We're here today talking about how to teach our teenagers critical adulting skills.
As you get older and start managing your own life, there are just certain lessons that can really only be learned through experience. These are the situations that lead to parents getting calls in the middle of the night.
Our guest today, Rob Finlay, was tired of getting those late night calls from his own kids.
So he compiled their most common questions and he went out to a bunch of experts and put together [00:01:00] a guide on all of the adulting answers that teens today need to know. And it's called, Hey Dad.
Really excited to have Rob Finlay on the show today. Rob, thank you so much for being here.
Robert Finlay: Andy, thank you so much for having me. It's quite an honor, so thank you.
Andy Earle: Yes. Rob, you've been, working on this book called Hey Dad, which has a lot of heart, really helpful perspective and stories and insights from your parenting journey.

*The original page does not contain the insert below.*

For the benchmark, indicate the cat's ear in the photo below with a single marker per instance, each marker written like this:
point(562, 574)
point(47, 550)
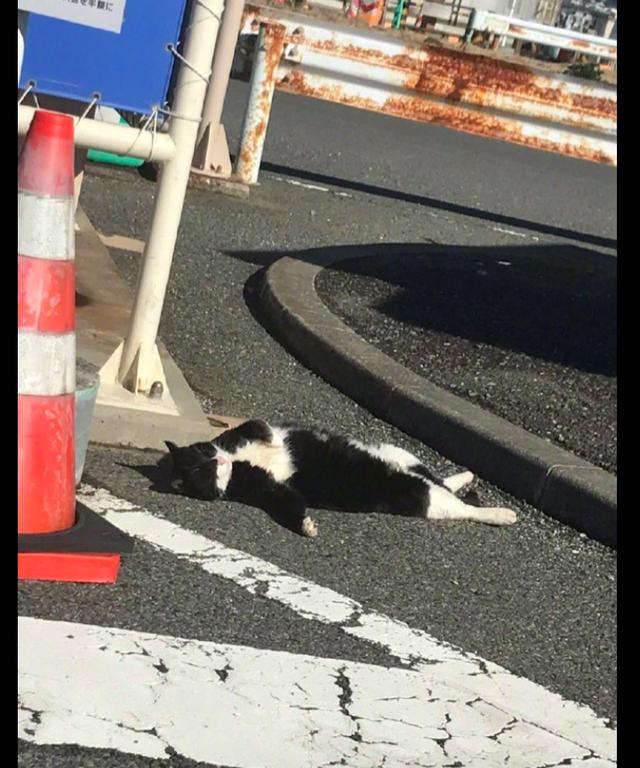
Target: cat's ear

Talk to me about this. What inspired you to put all this energy into creating a book and where did the concept of Hey Dad come from?
Robert Finlay: Sure.
Well, I want you to picture this, and for all your listeners, I think you can probably relate to this. it's the middle of the night. I'm sound asleep and all of a sudden my phone rings.
every parent knows a phone call in the middle of the night is always scary. So I get up and at my age and I'm in my fifties. [00:02:00] sleep is a big deal. my heart's racing. I pick up the phone. I see it's one of my daughters.

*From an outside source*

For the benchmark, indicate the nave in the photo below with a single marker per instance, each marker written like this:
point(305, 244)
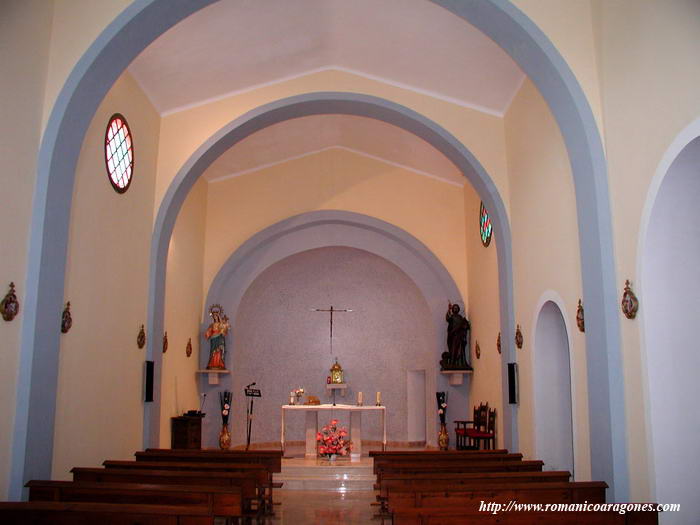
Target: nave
point(408, 487)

I'm gasping for breath. I'm like, What's wrong? that's my first thing. And I get this, Hey dad, I'm at a gas station. Can I put the green gas in my Jeep? I'm like, wait a second. Whoa, whoa, whoa, whoa. Like, okay, I come down. There's no, no critical emergency, right?
Andy Earle: Is anyone's life in danger?
Robert Finlay: I'd known she'd been traveling. She was on a road trip from the Midwest to Texas. but I'm like, wait a second. Green gas. All of a sudden it dawned on me, wait a second. Is she talking about diesel? Is she asking me at the middle of the night if she can put diesel in her gas Jeep?

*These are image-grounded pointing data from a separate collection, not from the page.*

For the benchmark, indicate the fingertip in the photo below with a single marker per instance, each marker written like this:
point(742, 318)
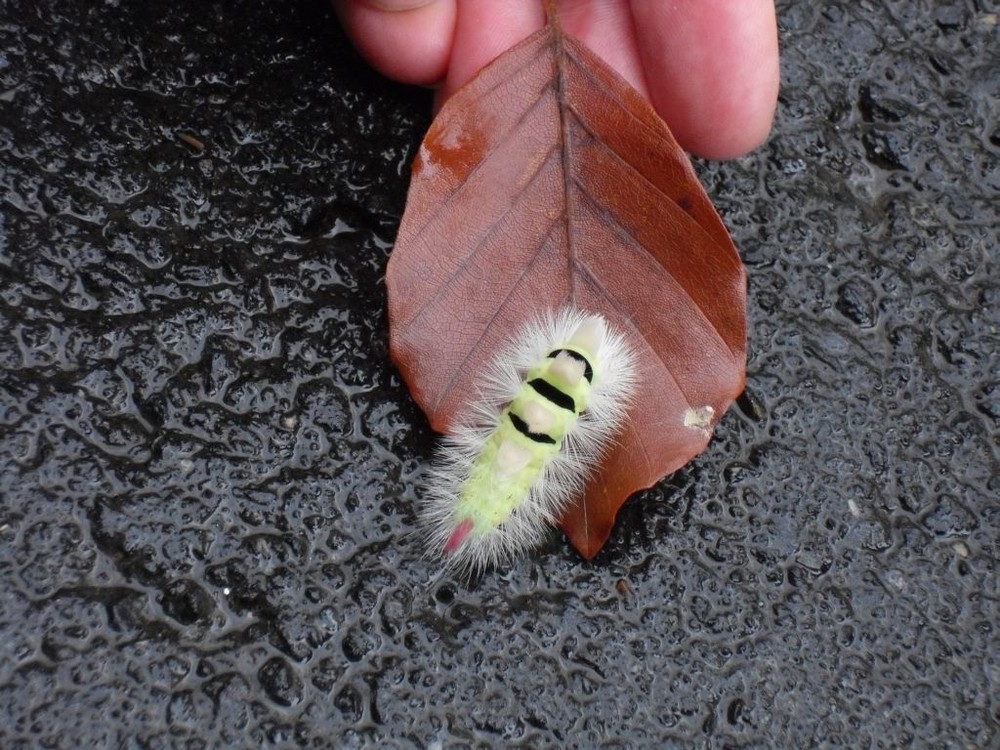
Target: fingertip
point(406, 40)
point(712, 70)
point(483, 30)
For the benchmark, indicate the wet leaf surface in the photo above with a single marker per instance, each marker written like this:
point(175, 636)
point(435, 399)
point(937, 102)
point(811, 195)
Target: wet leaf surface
point(547, 181)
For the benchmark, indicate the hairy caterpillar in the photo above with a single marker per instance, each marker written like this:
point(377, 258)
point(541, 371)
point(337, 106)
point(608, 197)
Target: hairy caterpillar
point(550, 405)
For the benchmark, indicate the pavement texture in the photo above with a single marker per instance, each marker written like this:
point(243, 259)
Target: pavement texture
point(208, 464)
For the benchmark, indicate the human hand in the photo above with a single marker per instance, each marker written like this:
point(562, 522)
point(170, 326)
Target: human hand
point(710, 67)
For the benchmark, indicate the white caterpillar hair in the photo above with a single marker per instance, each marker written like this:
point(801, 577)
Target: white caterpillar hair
point(550, 403)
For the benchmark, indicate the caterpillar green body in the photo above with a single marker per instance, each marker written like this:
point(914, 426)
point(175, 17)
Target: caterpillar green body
point(558, 394)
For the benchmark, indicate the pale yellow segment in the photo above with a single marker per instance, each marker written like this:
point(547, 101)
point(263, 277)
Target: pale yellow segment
point(512, 458)
point(538, 419)
point(568, 369)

I was like, no, sweetie, you can't. Clearly, no, you can't. But at that point, it made me realize, have I taught my kids all that they need to know to be a functioning adult here? she was about to graduate from college. and she's asking me questions like that.
And when I was talking to other friends of mine and we all sort of commiserated around the same thing, it's like, boy, our kids keep on asking us these questions. Like, did we not [00:03:00] do our job as parents to educate our kids on what they need to do to be an adult? The hey dad was actually my wife's idea because after this phone call in the middle of the night, it woke her up as well.
She's like, you know what? I know you enjoy writing books. Why don't you write a book on all the stuff that your kids ask or they should know? And that started it.
for the next year, I interviewed 30 experts in all topics from buying cars to how often you should clean your house, to starting a job, to getting a job, personal finance, taxes, everything that I thought would make at least a base foundation for a young person to go into adulthood.
Andy Earle: I see. And you pulled it all together into these hey dad moments. I love that. I think there are so many of those things I wonder how often those are still going to exist in a world of, hey Siri. Maybe we should treasure those Hey dad moments.
Robert Finlay: I think, when the AI gets [00:04:00] really good at being able to forecast and come back. that will be, you know, maybe, we'll be out I always thought I was teaching my kids. I'm a parent of four.
I run businesses, so I deal with young people all the time and, you hope that they're listening, but you never really know until you get that call. But I've also learned, That it's also a comfort, right? I like the calls. I like the calls at seven o'clock. I like the calls at, you know, Hey, 10 o'clock in the morning's.
Hey, call me at eight o'clock in the morning. I love that. they learn. I realize that a lot of it is just maybe a little bit more of a confidence, right? And there are some things that do require that I've been around for a while. I always welcome the calls, but I'm truly trying to give young adults the foundation to grow. to be good people and learn.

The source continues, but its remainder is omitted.